Comparing whole grains to refined grains
Diabetics should stick to a diet that reduce the risk of contracting cancer, heart diseases and manage weight. It should contain all the essential nutrients including fiber and less of sodium and saturated fats. In terms of nutrients and fiber whole grains carries the day compared to refined grains. Some of the nutrients found in whole grains and not in refined grains are vitamins B, fatty acids and phytochemicals. However, don’t consume too much of it due to the simple fact that whole grains bagels are rich in carbohydrates. In your dietary plan, count consuming bagels as a starch food.
Bagel for breakfast
In order to ensure that there is no sudden spike in the blood sugar levels you should ensure that you eat a balanced diet. A balanced breakfast should contain, quarter fruit, quarter protein and half starch foods as recommended by ADA. Whole grain bagel being rich in starch firsts perfectly in this dietary plan as long as you eat it with other health fruits and proteins such as fresh blueberries that are stirred into a low- fat cheese. You can also apply almond butter on your bagel then add a few slices of fresh banana.
Dinner and lunch
A fresh bagel sandwich will make a healthy option for either dinner or lunch. To make it a balanced diet you can to it with skinless turkey breasts to add proteins and any vegetable that is not rich in starch. Examples of such a vegetable include romaine, arugula, onions, baby spinach, red paper celery or cucumber. Other than using mayonnaise as a flavor use black pepper since it doesn’t contain saturated fats and doesn’t add in calories.
How to include bagel in your day to day diet
If you don’t know how to make bagel part of your day to day diet there is nothing to worry about. We have a complete guide on how you can do this:
- If you are diabetic and extra cautious about your blood sugar levels you should consider consuming whole grains and not refined grains.
- If you have to choose go for whole grains that are derived from whole wheat flour since they are rich in nutrients that you can’t get in any other whole grain bagel. Some of these nutrients are fatty acids, phytochemicals and vitamins. All these nutrients play a major role in helping the body manage the blood sugar levels.

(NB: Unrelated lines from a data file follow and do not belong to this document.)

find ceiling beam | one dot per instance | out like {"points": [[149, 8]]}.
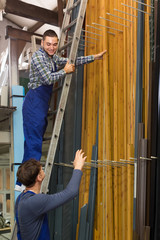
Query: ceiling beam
{"points": [[32, 12]]}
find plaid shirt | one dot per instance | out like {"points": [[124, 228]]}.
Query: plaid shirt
{"points": [[44, 70]]}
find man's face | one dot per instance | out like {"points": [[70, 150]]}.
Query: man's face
{"points": [[50, 45]]}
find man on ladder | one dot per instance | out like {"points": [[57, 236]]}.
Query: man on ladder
{"points": [[44, 72]]}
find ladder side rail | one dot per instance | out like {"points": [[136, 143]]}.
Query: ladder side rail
{"points": [[55, 133], [63, 101], [77, 32], [66, 20]]}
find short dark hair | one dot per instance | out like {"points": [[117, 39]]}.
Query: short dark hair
{"points": [[28, 172], [49, 33]]}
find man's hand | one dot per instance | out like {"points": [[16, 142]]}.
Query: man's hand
{"points": [[79, 160], [69, 68], [99, 55]]}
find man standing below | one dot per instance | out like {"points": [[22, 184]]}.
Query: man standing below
{"points": [[32, 206], [44, 72]]}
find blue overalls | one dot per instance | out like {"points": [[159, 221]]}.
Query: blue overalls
{"points": [[44, 233], [35, 109]]}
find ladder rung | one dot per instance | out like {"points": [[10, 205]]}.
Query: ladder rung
{"points": [[73, 6], [69, 25], [65, 46]]}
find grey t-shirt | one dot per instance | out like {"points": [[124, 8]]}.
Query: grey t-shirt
{"points": [[32, 207]]}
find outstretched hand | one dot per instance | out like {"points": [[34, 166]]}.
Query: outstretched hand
{"points": [[79, 160], [99, 55], [69, 68]]}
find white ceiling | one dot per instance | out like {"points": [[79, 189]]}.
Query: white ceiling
{"points": [[28, 23]]}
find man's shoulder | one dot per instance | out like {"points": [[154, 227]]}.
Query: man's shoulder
{"points": [[39, 53]]}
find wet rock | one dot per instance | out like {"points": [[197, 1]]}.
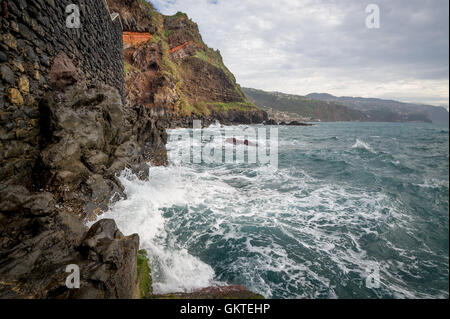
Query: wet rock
{"points": [[63, 72], [35, 251], [24, 84], [7, 75], [15, 97]]}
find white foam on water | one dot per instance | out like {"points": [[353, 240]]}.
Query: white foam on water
{"points": [[363, 145], [279, 222], [173, 268]]}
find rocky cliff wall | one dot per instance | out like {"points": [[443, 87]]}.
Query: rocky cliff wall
{"points": [[65, 134], [33, 33], [176, 73]]}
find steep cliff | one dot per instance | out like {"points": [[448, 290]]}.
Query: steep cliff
{"points": [[176, 73]]}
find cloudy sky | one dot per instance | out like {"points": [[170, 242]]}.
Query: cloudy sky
{"points": [[305, 46]]}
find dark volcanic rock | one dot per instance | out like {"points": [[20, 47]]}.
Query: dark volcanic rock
{"points": [[88, 137], [38, 241], [63, 73]]}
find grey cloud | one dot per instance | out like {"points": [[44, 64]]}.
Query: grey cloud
{"points": [[301, 46]]}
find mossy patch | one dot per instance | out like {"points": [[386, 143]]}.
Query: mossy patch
{"points": [[144, 275]]}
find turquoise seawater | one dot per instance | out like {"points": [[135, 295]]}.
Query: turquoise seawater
{"points": [[347, 198]]}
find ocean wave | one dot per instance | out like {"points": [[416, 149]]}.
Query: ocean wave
{"points": [[363, 145]]}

- Bagels being rich in starch should be consumed together with other healthy foods to make it a balanced diet. Some of the foods that are healthy to consume with bagels are vegetables, fruits and other foods rich in proteins.

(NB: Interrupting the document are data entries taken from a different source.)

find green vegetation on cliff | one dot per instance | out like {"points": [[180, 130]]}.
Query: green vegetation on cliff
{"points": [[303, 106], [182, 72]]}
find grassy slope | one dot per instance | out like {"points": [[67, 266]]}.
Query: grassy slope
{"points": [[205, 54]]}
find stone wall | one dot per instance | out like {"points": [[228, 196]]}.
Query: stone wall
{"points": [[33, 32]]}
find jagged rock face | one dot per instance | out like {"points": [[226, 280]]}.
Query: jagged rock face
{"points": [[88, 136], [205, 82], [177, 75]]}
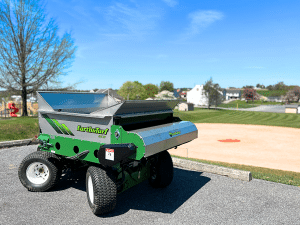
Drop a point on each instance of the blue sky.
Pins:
(236, 42)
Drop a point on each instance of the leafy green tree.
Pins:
(31, 53)
(292, 95)
(213, 93)
(166, 85)
(280, 86)
(151, 90)
(250, 93)
(132, 91)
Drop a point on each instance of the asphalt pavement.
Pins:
(192, 198)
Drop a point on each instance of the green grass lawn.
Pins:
(18, 128)
(268, 93)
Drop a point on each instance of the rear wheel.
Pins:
(161, 174)
(101, 190)
(39, 171)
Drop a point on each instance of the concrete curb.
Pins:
(8, 144)
(193, 165)
(183, 163)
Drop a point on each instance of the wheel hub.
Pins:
(37, 173)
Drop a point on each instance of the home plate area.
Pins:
(255, 145)
(229, 140)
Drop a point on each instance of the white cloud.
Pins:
(131, 20)
(162, 56)
(255, 67)
(201, 19)
(171, 3)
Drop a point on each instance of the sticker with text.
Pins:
(109, 154)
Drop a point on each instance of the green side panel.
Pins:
(44, 137)
(52, 123)
(67, 129)
(128, 137)
(60, 126)
(66, 147)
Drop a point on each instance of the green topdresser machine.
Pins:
(120, 143)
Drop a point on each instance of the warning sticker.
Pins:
(110, 154)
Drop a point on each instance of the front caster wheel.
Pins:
(101, 190)
(39, 171)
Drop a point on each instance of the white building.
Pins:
(197, 96)
(186, 106)
(232, 94)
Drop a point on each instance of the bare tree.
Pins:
(292, 95)
(31, 53)
(213, 93)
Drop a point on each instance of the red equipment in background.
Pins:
(14, 109)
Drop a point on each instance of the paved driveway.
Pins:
(192, 198)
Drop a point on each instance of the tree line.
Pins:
(137, 91)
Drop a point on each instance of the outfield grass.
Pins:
(250, 104)
(18, 128)
(239, 117)
(278, 176)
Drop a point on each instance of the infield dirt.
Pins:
(262, 146)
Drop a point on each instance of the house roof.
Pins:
(232, 91)
(112, 93)
(176, 94)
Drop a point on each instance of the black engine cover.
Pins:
(111, 154)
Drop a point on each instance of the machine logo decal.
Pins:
(96, 130)
(174, 133)
(59, 128)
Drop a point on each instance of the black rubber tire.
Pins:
(104, 190)
(46, 158)
(162, 171)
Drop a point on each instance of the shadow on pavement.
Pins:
(165, 200)
(143, 197)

- Only consume a small portion of it.
- Keep track of the nutrients you eat in each meal
- A healthy dinner and lunch should contain ½ non-starchy vegetables, ¼ starch and ¼ proteins.
- A healthy breakfast should contain ½ starchy foods, ¼ fresh fruits and ¼ proteins.
This means that you can include whole grain bagels in just any meal.
Low carb bagels
Typically, bagels are very rich in carbs and for this reason it is not recommended for people with diabetes since it might spike the blood sugar levels. However, by any chance if you get to know how to make bagels that are low in carbs then you will have made a huge step in fighting diabetes. Here are a few tips on how you can prepare bagels that are low in carbohydrates:
- ¼ cup of butter or coconut oil
- ¼ cup coconut flour
- ¼ cup whey protein
- Baking powder
Mix eggs, butter, coconut oil spices in a preheated oven. On the other hand mix baking powder, whey protein and coconut separately. The two separate mixtures should be blended in for approximately 15-20 minutes. The end product is a low carbohydrate bagel. This is not the only way in which you can make bagel that is low in carbs, there are other ways. Be careful on the ingredients you use and they should be accounted for in your dietary plan.
Things to consider
The fact that whole grain bagels are rich in protein doesn’t mean that this should be your only source of starch. You should include starch from other sources as well. Healthy options include starchy vegetables and legumes. Other sources include corn, green peas, beans, brown rice, lentils, parsnip, wild rice, plantains and butternut. If you have had previous complication or under other medications kindly consult your doctor!